There does seem to be a silver lining for journal publishers, and it’s the growth of digital advertising. As digital spend is not captured in the conventional tracking services, MM&M asked whether online advertising is up and how else revenue sources are diversifying.

Consensus among a number of AMM members, according to Guire, is that they are experiencing revenue gains in newer media channels like on-site advertising, microsites and e-blasts, licensing, events and digital broadcasts. Another growth area has been ads on iPad apps. Wolters Kluwer says its Lippincott Williams and Wilkins (LWW) titles have mitigated print losses, and boosted digital revenues, after the publisher stopped offering advertisers the option of print-only ads. Print and digital apps are sold together at one price.

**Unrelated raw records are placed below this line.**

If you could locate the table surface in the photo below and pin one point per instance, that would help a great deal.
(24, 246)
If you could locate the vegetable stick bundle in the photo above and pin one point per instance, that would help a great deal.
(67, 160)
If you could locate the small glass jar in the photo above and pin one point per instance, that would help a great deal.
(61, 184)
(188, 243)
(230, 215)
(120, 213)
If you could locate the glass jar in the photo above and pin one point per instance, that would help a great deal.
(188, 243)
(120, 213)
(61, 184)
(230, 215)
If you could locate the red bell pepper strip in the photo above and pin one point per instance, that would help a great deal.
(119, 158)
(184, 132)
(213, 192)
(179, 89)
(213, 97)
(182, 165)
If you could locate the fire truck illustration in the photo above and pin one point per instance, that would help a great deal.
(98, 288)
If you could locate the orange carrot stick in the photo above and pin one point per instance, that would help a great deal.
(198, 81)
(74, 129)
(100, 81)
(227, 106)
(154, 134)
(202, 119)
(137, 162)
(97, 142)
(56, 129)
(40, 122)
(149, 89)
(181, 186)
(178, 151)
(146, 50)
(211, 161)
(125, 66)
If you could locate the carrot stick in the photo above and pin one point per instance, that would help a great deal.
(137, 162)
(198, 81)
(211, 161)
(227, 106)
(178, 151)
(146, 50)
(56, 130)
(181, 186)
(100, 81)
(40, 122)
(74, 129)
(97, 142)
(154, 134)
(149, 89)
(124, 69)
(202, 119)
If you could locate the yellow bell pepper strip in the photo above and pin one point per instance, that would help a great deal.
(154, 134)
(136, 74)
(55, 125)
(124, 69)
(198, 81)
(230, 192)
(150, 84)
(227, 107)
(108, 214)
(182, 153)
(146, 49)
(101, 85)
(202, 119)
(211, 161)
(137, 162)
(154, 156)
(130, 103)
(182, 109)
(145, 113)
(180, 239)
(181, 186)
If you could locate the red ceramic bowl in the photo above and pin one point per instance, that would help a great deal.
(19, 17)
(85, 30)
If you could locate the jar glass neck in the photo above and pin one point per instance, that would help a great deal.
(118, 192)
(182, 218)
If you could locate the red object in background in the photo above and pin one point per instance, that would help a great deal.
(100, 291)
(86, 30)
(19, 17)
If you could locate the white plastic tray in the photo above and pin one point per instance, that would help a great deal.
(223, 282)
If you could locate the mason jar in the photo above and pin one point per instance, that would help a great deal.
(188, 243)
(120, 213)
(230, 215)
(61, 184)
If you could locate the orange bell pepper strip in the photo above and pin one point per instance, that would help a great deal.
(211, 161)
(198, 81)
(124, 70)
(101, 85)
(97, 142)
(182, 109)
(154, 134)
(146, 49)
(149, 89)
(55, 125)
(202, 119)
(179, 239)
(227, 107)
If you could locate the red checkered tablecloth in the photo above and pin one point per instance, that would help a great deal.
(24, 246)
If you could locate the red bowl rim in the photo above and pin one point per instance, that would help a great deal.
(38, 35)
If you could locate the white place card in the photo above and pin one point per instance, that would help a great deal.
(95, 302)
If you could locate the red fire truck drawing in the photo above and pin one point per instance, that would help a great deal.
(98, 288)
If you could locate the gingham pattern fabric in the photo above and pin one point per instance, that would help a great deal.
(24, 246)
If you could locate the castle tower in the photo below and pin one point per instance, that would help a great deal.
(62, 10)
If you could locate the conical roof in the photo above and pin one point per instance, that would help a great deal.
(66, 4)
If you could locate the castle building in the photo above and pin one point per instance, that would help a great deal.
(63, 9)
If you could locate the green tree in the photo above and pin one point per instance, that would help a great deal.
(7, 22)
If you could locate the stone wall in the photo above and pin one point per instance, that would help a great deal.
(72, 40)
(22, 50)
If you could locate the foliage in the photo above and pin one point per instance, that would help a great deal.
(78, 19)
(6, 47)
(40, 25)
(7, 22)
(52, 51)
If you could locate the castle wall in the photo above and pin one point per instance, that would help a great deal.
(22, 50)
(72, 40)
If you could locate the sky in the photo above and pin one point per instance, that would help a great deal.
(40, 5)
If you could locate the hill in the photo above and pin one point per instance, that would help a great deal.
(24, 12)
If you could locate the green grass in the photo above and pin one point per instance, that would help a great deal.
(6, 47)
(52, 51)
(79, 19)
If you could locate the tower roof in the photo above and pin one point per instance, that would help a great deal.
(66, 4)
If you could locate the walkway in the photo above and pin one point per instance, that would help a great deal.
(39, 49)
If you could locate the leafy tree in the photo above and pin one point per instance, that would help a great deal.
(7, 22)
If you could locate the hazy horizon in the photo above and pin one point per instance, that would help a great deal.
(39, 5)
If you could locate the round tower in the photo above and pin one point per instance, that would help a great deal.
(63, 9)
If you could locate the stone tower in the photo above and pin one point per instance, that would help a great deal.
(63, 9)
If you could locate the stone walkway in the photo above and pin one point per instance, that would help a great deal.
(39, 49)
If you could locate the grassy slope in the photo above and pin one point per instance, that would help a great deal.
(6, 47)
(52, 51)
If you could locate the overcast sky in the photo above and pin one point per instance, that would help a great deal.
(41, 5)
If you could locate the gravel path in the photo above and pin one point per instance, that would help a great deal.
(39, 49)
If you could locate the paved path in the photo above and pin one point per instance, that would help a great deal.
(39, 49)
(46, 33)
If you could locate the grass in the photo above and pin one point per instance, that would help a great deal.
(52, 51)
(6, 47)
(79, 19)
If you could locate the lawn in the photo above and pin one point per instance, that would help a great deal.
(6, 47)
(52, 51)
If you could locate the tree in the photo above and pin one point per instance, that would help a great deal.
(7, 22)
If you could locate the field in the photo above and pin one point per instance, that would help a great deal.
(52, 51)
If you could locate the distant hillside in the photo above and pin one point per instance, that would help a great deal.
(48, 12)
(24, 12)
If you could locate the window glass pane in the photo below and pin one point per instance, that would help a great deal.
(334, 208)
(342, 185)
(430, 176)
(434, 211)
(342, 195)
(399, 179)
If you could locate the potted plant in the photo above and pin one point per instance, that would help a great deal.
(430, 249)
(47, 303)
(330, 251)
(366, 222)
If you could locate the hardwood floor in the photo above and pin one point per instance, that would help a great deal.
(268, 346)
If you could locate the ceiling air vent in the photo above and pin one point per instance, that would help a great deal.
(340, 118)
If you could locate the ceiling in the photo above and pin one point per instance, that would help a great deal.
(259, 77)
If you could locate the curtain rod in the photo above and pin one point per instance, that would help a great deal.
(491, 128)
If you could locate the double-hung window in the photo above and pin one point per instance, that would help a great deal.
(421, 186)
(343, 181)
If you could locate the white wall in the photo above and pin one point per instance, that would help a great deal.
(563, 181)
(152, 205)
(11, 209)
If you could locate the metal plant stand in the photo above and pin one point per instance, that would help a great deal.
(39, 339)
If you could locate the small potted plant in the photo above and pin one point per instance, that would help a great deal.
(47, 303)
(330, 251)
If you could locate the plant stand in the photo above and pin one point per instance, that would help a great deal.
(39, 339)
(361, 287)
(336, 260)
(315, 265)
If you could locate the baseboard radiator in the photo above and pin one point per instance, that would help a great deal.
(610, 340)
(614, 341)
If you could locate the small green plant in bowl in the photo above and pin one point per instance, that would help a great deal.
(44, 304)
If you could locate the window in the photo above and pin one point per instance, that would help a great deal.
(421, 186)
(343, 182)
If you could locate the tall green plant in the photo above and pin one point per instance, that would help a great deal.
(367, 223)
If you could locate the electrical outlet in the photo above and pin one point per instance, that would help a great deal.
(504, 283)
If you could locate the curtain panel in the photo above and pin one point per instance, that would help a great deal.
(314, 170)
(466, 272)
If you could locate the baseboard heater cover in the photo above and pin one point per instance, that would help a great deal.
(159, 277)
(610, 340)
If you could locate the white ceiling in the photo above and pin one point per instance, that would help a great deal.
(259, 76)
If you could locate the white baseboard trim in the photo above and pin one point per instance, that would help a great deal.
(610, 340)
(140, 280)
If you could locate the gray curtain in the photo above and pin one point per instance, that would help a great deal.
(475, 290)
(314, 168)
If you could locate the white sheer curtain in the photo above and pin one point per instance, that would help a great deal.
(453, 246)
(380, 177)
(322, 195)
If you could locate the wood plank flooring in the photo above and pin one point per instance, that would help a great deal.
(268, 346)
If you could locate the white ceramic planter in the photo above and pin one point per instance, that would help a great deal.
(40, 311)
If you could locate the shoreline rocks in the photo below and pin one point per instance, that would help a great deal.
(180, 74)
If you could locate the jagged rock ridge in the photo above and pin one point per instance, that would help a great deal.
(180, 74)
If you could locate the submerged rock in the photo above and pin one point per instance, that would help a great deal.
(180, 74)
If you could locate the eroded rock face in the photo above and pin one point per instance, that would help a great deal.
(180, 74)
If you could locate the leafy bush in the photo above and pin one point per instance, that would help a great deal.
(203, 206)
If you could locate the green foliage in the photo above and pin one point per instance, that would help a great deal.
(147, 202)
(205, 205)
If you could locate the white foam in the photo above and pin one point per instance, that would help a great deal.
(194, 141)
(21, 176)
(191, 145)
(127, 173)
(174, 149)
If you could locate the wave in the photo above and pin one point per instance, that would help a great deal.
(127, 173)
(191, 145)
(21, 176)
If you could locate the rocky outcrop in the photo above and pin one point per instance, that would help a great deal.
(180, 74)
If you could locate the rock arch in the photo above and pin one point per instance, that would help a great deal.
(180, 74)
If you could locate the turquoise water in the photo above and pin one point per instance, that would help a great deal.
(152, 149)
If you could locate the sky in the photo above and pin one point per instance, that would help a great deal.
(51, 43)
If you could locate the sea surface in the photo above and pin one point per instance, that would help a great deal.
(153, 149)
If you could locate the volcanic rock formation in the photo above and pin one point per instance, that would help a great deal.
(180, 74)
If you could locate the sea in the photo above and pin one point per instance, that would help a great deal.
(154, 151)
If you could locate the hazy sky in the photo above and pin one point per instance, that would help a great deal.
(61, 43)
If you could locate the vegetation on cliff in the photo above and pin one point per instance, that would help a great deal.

First-half print revenue for the LWW journals declined by 10.8% vs. the year-ago period. By contrast, Elsevier revenues fell 18%, Advanstar 17% and the American Medical Association 25%. “When we look at revenue at the macro level,” says Karen Abramson, president and CEO of Wolters Kluwer Health Medical Research, “we’re outperforming the market and we attribute this lift in part to the bundled ad model we introduced in January.”

Meanwhile, Kantar’s Evaliant data show brand managers may be getting smarter about using multiple platforms to reach their audiences. Nine of the top 10 print advertisers (based on number of insertions) also show up in the top 30 companies online (based on occurrences), with most falling in the top 20. Forest, the biggest print advertiser, ranked 11th in online occurrences. That’s a big improvement over last year at this time, when the drugmaker had no presence on the major websites tracked by Evaliant (Forest could have been engaging in other types of online promotion, such as e-detailing, e-sampling or microsites). Four firms were in the top 10 both in print and online: Pfizer, J&J, Novartis and Roche, vs. two last year.

At the brand level, several top online brands (based on occurrences) aren’t in the top 100 print brands (based on insertions), and vice versa. Only Daliresp (number six online, two in print) and Xarelto (number eight online, three in print) hit the top 10 in both media. Many of the most widely advertised brands (those using the most sites) were, not surprisingly, also among the top in occurrences.

The future

In this era when more clinicians use portable devices to consume professional journal content, and pharma advertisers are allocating promotional spend between many channels, it might be unrealistic to think journal ad spend will move any direction but sideways. On the other hand, IMS Health’s Global Use of Medicines Outlook report predicts that drug approvals—the main driver of promotion—will improve and that pharma will launch 30-something NMEs each year through 2016. Will that help print stage a sustained comeback?

Says Wolters Kluwer’s Abramson, any return to R&D productivity must be viewed against the backdrop of shrinking pipelines for blockbuster products and pharma’s shift to deliver more niche drugs. “When you define print journal pages as advertising, then yes, we’ll continue to see a decline and fluctuations,” she predicts. “But today, we need to look at this industry in a positive transformation that’s defined by the audience reach across multiple channels.